Tuesday, January 11, 2011

News Media Ethics


News Media Machine

Friend or Foe?

When forming your opinion on something of importance, a person usually consults a trustworthy friend or mentor. You wouldn’t just let any unqualified stranger with unknown or questionable motives into your life to inform your views! But wait! everyone does exactly that. We wake up, turn on the morning news and prepare to be informed about the world around us. However does anyone ever question who it is informing us about our world and what their motives are? Who are the people behind the smiling anchormen, women and news cameras? What right or qualifications do they have to be informing us? More importantly does letting these strangers into our homes and giving them carte blanche have an untoward effects on our society?

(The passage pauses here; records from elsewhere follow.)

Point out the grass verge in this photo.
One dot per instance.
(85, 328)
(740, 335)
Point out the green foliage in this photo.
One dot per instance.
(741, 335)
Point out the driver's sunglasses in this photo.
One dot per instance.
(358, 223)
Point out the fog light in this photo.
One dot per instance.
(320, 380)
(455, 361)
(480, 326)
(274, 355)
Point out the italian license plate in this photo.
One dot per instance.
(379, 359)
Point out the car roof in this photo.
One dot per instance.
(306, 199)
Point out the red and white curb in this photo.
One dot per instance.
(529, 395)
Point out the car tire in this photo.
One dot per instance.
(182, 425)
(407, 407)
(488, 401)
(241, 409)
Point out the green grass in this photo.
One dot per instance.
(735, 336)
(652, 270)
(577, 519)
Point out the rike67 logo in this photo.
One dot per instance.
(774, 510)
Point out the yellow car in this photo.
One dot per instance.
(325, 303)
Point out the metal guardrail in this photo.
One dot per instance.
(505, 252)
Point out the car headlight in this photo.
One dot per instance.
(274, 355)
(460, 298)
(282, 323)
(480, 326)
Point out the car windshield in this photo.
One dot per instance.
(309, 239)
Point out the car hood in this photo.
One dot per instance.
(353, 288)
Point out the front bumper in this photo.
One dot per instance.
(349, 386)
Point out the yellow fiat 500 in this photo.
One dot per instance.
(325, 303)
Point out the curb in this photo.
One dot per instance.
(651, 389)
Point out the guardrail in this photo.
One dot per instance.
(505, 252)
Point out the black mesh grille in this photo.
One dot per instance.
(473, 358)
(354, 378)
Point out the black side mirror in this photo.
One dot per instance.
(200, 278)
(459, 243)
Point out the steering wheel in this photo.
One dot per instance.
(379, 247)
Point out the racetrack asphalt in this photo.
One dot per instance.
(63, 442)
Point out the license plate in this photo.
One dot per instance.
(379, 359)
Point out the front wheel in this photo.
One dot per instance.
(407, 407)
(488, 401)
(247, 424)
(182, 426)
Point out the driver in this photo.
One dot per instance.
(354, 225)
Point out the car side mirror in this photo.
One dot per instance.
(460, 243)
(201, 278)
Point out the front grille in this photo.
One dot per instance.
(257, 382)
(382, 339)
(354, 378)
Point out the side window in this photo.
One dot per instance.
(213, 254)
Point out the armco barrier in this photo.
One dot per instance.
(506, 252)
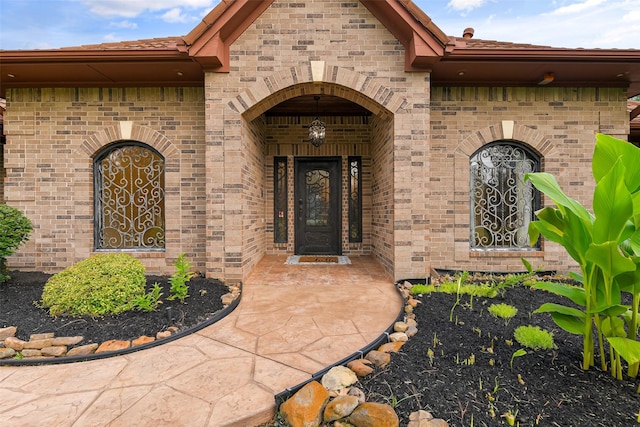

To my mind the role of the news media is as an unofficial branch of government, one ran by the people; encouraging a transparency in politics, business and in matters of the law. Yet turning on the local news we see story after story of individual tragedy and I wonder, to what purpose? How do the countless “news” stories which leech on human emotion achieve these goals? Rather than take up the mantle as guardians of the people the media has adopted the garish role of vulture. We see recurring examples of this scavenging of humanity whenever disaster strikes; reporters and news choppers circle their hapless carrion taking their pound of flesh to provide us gruesome entertainment. With this distorted purpose, news outlets flood their viewers with heart wrenching morbidly entertaining reality television.

So what could the harm in that be you ask. I will simply be on my guard about what I am told! I am after all a sensible person. Well sensible you might be however, what if this alternate reality peddled by newsmongers begins to take on a life of it’s own? Is it fathomable that sensationalizing crime has the unwanted side effect of enticing a fame starved public towards infamy? In a culture where tweeters, bloggers, and facebookers everywhere yearn for recognition and an ever increasing list of friends, and followers, are sicker minds attracted to the infamy that clings to perpetrators of violent crimes? Maybe we as sensible people can claim that it is harmless banter and we do occasionally get a kernel of useful information; but what of the unstable minds with whom scenes of bloody and gore resonate with thoughts of fame and glory?

In the wake of the recent shooting of congresswoman Giffords scanning all the headlines and listening to all the sounds bites, a realization hit me. Not only did I now know the name of the suspected shooter but in my mind had even began to caricature his character in and effort to understand the crime. I was joined by the news media and Bloggers alike touting knowledge of the young man’s mental instability. Within hours of the crime Jared Lee Loughner was one of the most infamous men in the United States.

Though I cannot claim to be an authority on human psychology, I can however comment anecdotally on the very human need for attention that we all feel. I would put forward a hypothesis as to the media’s effect on certain violent offenders: the media attention on domestic terrorists succor the very beast it reviles on the airwaves; the consideration and sometimes adoration that these unstable individuals attract from national media coverage becomes a draw towards heinous crime. If so I would posit that the news media becomes complicit in the rise of these instances of brutal aggression.

Despite my stringent tone in my critique of the news media I do not mean that irresponsible reporting practices are at fault for all instances of violence. Nor even that they are solely responsible for any acts of violence. In fact there are many outlets of the news media that hold strictly to journalistic ethics as well as provide us with useful and entertaining information. What I mean to point out is the complicity of irresponsible unethical reporting in exacerbating a condition that already existed. In analogy the news media’s encouragement would be akin to ONE of the straws that contributed to breaking the camels back. To conclude, if we know or even suspect that giving violent offenders national media attention could be excitatory to the rate of such crimes isn’t it at the very least wrong in principle to continue such reporting practices?